Hyundai Steel invierte 1.460 millones de dólares en una acería de Luisiana
Implicaciones económicas y sociales
La deslocalización industrial impulsada por costos energéticos genera efectos en cascada. Jeongeup, donde SK Nexilis es prácticamente la única gran empresa, ilustra la vulnerabilidad de economías locales construidas alrededor de grandes manufactureros. La pérdida de cientos de empleos directos se multiplicará en servicios, comercio y recaudación fiscal municipal.
Más preocupante aún es la erosión de capacidades productivas. Cuando OCI Holdings o KCC Glass trasladan producción a Malasia o Indonesia, no solo movilizan capital: exportan conocimiento técnico, cadenas de suministro y ecosistemas de innovación que tomaron décadas en desarrollarse.
El contexto de competencia global
La crisis energética coreana no ocurre en vacío. China, con exceso de capacidad en láminas de cobre y polisilicio, compite agresivamente en precios. El Sudeste Asiático ofrece no solo electricidad barata sino incentivos fiscales y regulación flexible. Europa y Estados Unidos implementan subsidios industriales masivos para atraer manufactura verde.
En este contexto, las altas tarifas eléctricas coreanas no son simplemente un desafío competitivo: son un factor expulsivo activo. Las empresas no están eligiendo expandirse externamente; están siendo forzadas a abandonar su base doméstica para sobrevivir.
Un punto de inflexión irreversible
Los expertos advierten que esta deslocalización podría volverse irreversible. Una vez que las empresas establecen capacidad productiva en el extranjero y desarrollan cadenas de suministro alternativas, los incentivos para retornar disminuyen drásticamente.
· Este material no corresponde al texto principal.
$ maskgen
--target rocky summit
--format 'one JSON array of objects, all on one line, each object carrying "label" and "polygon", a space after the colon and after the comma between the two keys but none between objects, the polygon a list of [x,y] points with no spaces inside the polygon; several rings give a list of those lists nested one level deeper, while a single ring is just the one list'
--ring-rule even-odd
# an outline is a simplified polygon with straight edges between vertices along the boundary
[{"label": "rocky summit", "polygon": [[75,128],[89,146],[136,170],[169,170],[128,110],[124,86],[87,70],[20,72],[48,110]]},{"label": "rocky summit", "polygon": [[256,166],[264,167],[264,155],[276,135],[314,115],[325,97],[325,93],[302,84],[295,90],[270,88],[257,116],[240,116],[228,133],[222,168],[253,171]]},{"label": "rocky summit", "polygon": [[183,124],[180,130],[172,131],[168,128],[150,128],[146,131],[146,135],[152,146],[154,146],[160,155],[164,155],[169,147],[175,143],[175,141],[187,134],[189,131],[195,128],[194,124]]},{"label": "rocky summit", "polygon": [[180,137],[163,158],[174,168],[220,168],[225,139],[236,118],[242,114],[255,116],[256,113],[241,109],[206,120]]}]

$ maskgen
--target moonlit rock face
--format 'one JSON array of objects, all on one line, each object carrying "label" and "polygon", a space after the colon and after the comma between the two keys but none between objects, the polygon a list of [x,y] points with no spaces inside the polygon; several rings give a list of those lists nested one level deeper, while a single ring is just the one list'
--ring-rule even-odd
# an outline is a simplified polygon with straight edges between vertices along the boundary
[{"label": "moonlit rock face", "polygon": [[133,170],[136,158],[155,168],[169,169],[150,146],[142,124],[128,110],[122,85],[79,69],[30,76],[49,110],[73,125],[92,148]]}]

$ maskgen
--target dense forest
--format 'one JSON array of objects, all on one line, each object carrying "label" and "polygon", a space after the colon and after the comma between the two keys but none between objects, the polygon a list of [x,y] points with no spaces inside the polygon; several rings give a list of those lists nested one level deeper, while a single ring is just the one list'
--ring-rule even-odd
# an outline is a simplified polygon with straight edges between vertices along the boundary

Incluso si Corea del Sur corrigiera sus tarifas eléctricas mañana, recuperar industrias relocalizadas requeriría subsidios masivos que su actual estructura fiscal difícilmente puede sostener.
La situación plantea interrogantes fundamentales sobre el modelo de desarrollo coreano. ¿Puede una economía avanzada mantener manufactura intensiva en energía con tarifas eléctricas premium? ¿Es sostenible priorizar tarifas residenciales sobre competitividad industrial? ¿Cuál es el costo real —en empleos, capacidades tecnológicas y autonomía económica— de esta reconfiguración energética?
La reunión en SK Nexilis en Jeongeup no fue simplemente una negociación empresarial: fue un síntoma de una transformación económica profunda que Corea del Sur no parece haber elegido conscientemente, pero que está experimentando con consecuencias potencialmente devastadoras para su tejido industrial.
Co-fundador de ReporteAsia.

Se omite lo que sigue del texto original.